19
Cuando se aproximaban a la calle Cuarenta y
Seis Oeste, donde la empresa inmobiliaria de Boonton and Browne
ocupaba todo un edificio de cinco plantas al final de la Quinta
Avenida, Bill sugirió:
—Conozco una tasca muy buena en la calle
Cuarenta y Cinco, justo a la vuelta de la esquina del sitio a donde
tengo que ir. ¿Por qué no vamos? Nos tomaríamos un lingotazo y
podrías esperarme allí.
—De acuerdo —contestó Louis.
Bill entró primero en un restaurante de la
planta baja, cruzó una cocina en la parte trasera y bajó unas
escaleras que llevaban a un bar grande, con tres sudorosos mozos de
bar que trabajaban a destajo para atender las sedientas exigencias
de treinta o cuarenta clientes que había ante el mostrador y a
otros clientes sentados en un comedor del sótano.
—El bar de Angelo —dijo Louis, echando en
torno una mirada apreciativa—. Había oído hablar de él, pero no
había venido nunca.
Un hombre corpulento, de cara colorada y de
unos cincuenta años, con un pelo ceniciento que se le encrespaba en
un copete sobre la frente baja y angosta, preguntó:
—¿Cómo se encuentra hoy, míster
O’Brien?
—Muy bien, Angelo. ¿Cómo estás tú?

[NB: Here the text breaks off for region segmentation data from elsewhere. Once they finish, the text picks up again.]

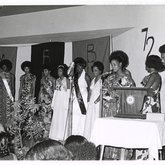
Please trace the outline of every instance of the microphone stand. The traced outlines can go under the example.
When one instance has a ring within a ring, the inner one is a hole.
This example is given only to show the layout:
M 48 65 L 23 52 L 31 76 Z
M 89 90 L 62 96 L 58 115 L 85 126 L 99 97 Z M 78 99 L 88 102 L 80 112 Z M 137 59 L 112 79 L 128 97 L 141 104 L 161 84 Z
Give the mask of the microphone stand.
M 70 85 L 70 90 L 69 90 L 69 105 L 68 105 L 68 113 L 66 117 L 66 123 L 65 123 L 65 131 L 64 131 L 64 137 L 63 141 L 72 135 L 72 111 L 73 111 L 73 76 L 69 77 L 69 85 Z

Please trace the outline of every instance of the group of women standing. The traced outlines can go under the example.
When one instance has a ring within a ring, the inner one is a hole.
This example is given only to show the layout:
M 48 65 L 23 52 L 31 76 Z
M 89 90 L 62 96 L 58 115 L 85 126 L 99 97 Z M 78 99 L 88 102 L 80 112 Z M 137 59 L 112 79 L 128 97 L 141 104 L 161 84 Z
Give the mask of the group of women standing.
M 119 96 L 113 87 L 134 87 L 135 82 L 131 72 L 127 70 L 129 59 L 125 52 L 112 52 L 109 62 L 111 70 L 108 74 L 103 73 L 102 62 L 93 63 L 91 69 L 94 79 L 92 81 L 85 72 L 86 61 L 81 57 L 74 60 L 74 71 L 70 79 L 67 75 L 68 67 L 65 64 L 59 65 L 57 68 L 58 79 L 50 75 L 49 66 L 43 66 L 38 103 L 42 107 L 40 113 L 46 124 L 45 137 L 55 140 L 67 138 L 70 106 L 72 107 L 71 134 L 83 135 L 87 139 L 90 139 L 94 121 L 101 116 L 101 113 L 102 117 L 113 116 L 114 113 L 117 113 L 120 109 Z M 144 77 L 142 85 L 150 90 L 145 97 L 142 113 L 160 112 L 161 77 L 159 72 L 164 70 L 164 65 L 160 57 L 156 55 L 148 56 L 145 65 L 149 75 Z M 12 64 L 9 60 L 1 61 L 0 68 L 2 69 L 0 73 L 0 120 L 3 124 L 6 122 L 4 120 L 6 116 L 3 115 L 10 111 L 8 106 L 8 103 L 11 102 L 10 95 L 14 96 L 14 86 L 12 86 L 14 75 L 10 73 Z M 21 68 L 25 74 L 20 77 L 18 99 L 34 98 L 36 76 L 31 73 L 31 62 L 23 62 Z M 8 85 L 4 85 L 4 80 L 8 82 Z M 10 90 L 6 93 L 7 86 Z M 6 93 L 6 97 L 4 97 L 4 93 Z M 70 102 L 71 95 L 72 101 Z M 102 101 L 102 110 L 100 101 Z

Te
presento a mi amigo, míster Beretti, que trabaja en lo mismo que
yo. Míster Angelo, éste es míster Beretti.
—¿De qué se ocupa, míster O’Brien? —preguntó
Angelo—. Supongo que de un asesinato o de un divorcio.
—Esta vez no, Angelo —contestó Bill—.
Trabajo en Westchester, en el secuestro del hijo de Boonton, pero
ahora he venido a ver al padre del chico.
—Es una cosa muy triste —dijo Angelo—.
Conozco a míster Boonton. Es propietario del edificio en el que yo
tenía mi restaurante antes de la Ley Seca.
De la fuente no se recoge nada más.